6. De aanbieder van het zeer grote onlineplatform of van de zeer grote onlinezoekmachine, dan wel een andere betrokken natuurlijke of rechtspersoon moet zich onderwerpen aan een inspectie die bij besluit van de Commissie is gelast. In het besluit wordt vermeld wat het voorwerp en het doel van de inspectie zijn en op welke datum de inspectie aanvangt, en wordt gewezen op de in de artikelen 74 en 76 vastgestelde sancties alsook op het recht om tegen het besluit beroep in te stellen bij het Hof van Justitie van de Europese Unie. Alvorens een dergelijk besluit te nemen, raadpleegt de Commissie de digitaledienstencoördinator van de lidstaat op het grondgebied waarvan de inspectie zal worden uitgevoerd.
7. De functionarissen van de digitaledienstencoördinator van de lidstaat op het grondgebied waarvan de inspectie moet worden uitgevoerd en andere door hem gemachtigde of benoemde personen verlenen op verzoek van die digitaledienstencoördinator of van de Commissie actief bijstand aan de functionarissen en andere begeleidende personen die door de Commissie in verband met de inspectie zijn gemachtigd. Daartoe beschikken zij over de in lid 2 genoemde bevoegdheden.
8. Indien de functionarissen en andere door de Commissie gemachtigde begeleidende personen vaststellen dat de aanbieder van het zeer grote onlineplatform of van de zeer grote onlinezoekmachine of de andere betrokkene zich verzet tegen een krachtens dit artikel gelaste inspectie, verleent de lidstaat op het grondgebied waarvan de inspectie moet worden uitgevoerd de functionarissen of andere begeleidende personen, op hun verzoek en overeenkomstig het nationale recht van de lidstaat, de nodige bijstand, waaronder in de vorm van door een bevoegde rechtshandhavingsinstantie genomen dwangmaatregelen, indien toepasselijk uit hoofde van dat nationale recht, om hen in staat te stellen de inspectie uit te voeren.
9. Indien het nationale recht van de betrokken lidstaat voorschrijft dat voor de in lid 8 bedoelde bijstand de toestemming van een nationale rechterlijke instantie vereist is, wordt die toestemming gevraagd door de digitaledienstencoördinator van die lidstaat, op verzoek van de functionarissen en andere door de Commissie gemachtigde begeleidende personen. Die toestemming kan ook bij wijze van voorzorgsmaatregel worden gevraagd.

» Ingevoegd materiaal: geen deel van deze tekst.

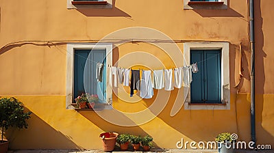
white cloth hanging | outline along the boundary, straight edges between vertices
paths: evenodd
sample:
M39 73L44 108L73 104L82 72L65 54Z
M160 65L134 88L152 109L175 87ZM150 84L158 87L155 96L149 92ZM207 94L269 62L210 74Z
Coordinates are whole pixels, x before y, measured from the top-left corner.
M98 82L102 82L103 64L97 62L96 64L96 79Z
M161 89L164 87L163 70L153 70L153 83L154 89Z
M153 96L153 89L152 88L151 70L142 70L140 86L140 97L142 98L151 98Z
M114 87L117 87L117 68L116 67L110 67L110 81L109 83L110 86L112 87L112 76L114 77Z
M181 88L183 86L183 68L174 68L174 87Z
M166 91L171 91L174 89L172 73L172 69L164 70L164 89Z
M123 85L125 86L129 86L129 69L124 70L124 82Z
M192 69L192 66L186 66L186 67L185 66L183 67L183 70L184 70L184 76L183 76L184 87L190 87L190 83L192 81L191 69Z
M118 80L119 83L123 83L123 79L124 79L124 68L117 68L117 75L118 75Z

10. Indien om toestemming als bedoeld in lid 9 wordt verzocht, toetst de nationale rechterlijke instantie waarbij de zaak aanhangig is het besluit van de Commissie op zijn authenticiteit en gaat zij na of de voorgenomen dwangmaatregelen niet willekeurig zijn noch buitensporig in verhouding tot het voorwerp van de inspectie. Bij het uitvoeren van dergelijke controles kan de nationale rechterlijke instantie de Commissie rechtstreeks of via de digitaledienstencoördinator van de betrokken lidstaat om nadere uitleg verzoeken, met name over de redenen die de Commissie heeft om te vermoeden dat een inbreuk is gepleegd op deze verordening, alsook over de ernst van de vermeende inbreuk en over de aard van de betrokkenheid van de aanbieder van het zeer grote onlineplatform of van de zeer grote onlinezoekmachine, dan wel de andere betrokkene. De nationale rechterlijke instantie mag evenwel niet de noodzakelijkheid van de inspectie in twijfel trekken, noch gegevens uit het Commissiedossier verlangen. De rechtsgeldigheid van het besluit van de Commissie kan enkel worden getoetst door het Hof van Justitie van de Europese Unie.